I’m sitting out the feast to prepare for Lent.
Today is Shrove Tuesday.
Tonight, many churches are having pancake suppers. We pull up to the table for one final feast on the evening before Ash Wednesday and the penitential season of Lent.
I love pancakes.
But the thought of engaging in this innocent revelry turns my stomach.
Perhaps it is the ongoing stream of excess with which we’re being swamped. Billionaire weddings. Private jet flights and horseback riding on the taxpayer dime. A vice president who flies a plane full of his favorite food to Italy.
These days, being able to have whatever you want (and more) is celebrated as virtue. It is flaunted in the faces of those who struggle. Those who are trying to get by. Those who have lived their lives working hard, paying their taxes, believing that would be enough.
If I am honest, my discomfort is not only about “them.”
I want to shove aside those rich, syrupy stacks of pancakes and all the sides. I want to turn over the tables.
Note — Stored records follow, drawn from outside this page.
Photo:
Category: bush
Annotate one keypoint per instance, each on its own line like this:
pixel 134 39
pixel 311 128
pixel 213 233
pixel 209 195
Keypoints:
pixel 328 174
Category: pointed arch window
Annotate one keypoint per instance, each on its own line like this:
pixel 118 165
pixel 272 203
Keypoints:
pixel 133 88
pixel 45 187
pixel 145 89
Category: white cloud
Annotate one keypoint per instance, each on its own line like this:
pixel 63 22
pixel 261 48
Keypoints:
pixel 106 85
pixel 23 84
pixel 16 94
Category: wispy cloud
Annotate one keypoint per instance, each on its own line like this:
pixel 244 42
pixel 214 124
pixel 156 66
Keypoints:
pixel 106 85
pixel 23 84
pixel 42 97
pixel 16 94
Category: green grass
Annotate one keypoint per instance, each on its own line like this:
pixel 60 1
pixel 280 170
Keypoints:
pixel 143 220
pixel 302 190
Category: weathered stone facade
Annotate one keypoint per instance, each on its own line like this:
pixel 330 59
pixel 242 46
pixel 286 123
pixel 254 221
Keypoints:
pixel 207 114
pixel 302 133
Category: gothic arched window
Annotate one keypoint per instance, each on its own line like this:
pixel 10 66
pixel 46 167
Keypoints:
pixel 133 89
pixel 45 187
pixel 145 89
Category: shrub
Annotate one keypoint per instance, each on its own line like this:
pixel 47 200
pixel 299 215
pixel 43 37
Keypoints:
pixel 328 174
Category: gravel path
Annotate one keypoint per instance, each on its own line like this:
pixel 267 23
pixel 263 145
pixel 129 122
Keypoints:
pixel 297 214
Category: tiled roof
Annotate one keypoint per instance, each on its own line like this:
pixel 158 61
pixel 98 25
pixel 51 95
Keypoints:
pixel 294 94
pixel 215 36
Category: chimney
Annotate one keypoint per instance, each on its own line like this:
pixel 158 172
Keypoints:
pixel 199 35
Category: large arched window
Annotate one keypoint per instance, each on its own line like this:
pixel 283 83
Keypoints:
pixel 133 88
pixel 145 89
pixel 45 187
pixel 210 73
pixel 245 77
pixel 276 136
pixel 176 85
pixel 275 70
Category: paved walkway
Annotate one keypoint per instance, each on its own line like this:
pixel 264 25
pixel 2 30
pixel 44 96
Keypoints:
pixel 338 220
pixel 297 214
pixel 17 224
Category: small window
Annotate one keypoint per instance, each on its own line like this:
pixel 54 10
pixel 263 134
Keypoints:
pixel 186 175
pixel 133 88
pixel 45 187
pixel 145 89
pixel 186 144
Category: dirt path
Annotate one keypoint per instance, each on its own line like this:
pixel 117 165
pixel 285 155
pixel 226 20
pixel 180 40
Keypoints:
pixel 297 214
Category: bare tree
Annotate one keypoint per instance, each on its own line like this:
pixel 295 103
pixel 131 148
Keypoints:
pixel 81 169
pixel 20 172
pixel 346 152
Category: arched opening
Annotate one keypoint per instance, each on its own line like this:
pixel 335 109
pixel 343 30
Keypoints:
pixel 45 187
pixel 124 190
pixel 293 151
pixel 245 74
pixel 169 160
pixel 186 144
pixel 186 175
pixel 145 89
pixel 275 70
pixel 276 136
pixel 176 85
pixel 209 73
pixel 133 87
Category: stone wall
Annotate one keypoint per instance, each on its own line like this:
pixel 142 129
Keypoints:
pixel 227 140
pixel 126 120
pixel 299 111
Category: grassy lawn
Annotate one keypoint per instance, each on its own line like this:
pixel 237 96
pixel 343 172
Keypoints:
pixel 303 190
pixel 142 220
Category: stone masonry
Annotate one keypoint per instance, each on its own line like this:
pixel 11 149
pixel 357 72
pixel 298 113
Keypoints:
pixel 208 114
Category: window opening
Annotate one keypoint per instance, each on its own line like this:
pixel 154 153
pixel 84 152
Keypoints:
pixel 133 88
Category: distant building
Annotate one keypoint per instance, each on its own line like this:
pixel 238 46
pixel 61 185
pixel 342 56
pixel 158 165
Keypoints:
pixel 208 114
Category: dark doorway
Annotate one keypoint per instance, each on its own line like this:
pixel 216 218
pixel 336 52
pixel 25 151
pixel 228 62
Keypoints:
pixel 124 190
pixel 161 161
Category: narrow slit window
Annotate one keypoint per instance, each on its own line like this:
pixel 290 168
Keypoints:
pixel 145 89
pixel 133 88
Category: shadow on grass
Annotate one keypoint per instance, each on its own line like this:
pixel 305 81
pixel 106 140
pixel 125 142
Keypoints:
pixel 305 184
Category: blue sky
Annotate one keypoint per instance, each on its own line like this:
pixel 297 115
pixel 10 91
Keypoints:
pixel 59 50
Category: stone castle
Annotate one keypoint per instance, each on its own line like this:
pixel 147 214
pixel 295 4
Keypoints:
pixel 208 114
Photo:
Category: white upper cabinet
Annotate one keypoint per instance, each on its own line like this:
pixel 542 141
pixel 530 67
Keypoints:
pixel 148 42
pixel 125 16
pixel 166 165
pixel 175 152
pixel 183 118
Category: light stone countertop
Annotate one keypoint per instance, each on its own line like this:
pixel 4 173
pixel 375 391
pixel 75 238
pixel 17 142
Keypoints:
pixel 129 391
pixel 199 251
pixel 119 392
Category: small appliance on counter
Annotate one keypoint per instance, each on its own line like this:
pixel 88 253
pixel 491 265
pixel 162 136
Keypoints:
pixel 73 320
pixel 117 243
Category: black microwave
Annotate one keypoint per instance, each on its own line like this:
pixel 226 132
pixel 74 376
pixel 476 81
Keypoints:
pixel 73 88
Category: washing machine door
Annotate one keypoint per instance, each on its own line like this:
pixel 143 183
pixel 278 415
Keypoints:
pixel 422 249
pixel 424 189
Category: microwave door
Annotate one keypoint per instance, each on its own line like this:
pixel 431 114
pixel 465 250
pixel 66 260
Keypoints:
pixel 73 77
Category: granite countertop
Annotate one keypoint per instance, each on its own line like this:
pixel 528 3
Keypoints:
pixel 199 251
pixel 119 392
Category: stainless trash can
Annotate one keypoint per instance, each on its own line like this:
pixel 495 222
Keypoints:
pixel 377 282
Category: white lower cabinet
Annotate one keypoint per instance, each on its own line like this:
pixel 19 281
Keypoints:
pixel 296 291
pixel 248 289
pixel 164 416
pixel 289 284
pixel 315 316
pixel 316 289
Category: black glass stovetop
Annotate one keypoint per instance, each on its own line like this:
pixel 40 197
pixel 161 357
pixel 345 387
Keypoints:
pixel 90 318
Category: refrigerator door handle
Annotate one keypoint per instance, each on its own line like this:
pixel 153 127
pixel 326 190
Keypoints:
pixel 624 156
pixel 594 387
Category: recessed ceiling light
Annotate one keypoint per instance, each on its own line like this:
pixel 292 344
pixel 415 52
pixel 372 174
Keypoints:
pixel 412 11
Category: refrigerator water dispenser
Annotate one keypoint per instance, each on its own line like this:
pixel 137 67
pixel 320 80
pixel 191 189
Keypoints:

Not only outside of myself.
But within.
Lent is not about finger-pointing. It invites me to look at my own appetites — the ways I reach for comfort, distraction, safety. The small indulgences that promise relief but leave me restless. The habits of consumption that feel harmless, until I sit quietly, long enough to notice my heart ache.
No food or drink or binge-watching can fill the hunger inside me.
I know. I’ve tried many times, in many ways.
I’m hungry. Starving for the bread of life. For true peace. For generosity. For grace. For forgiveness.
This Lent I pray to be filled with good things – gifts that can be shared with others.



Lent is not about denial to me. Giving up chocolate and then eating chocolate bunnies at Easter breakfast? No, not for me. Lent is a time to reflect and then act on doing more for others, for sharing God's love, for speaking His words to people who may not believe. It is being less comfortable and more comforting.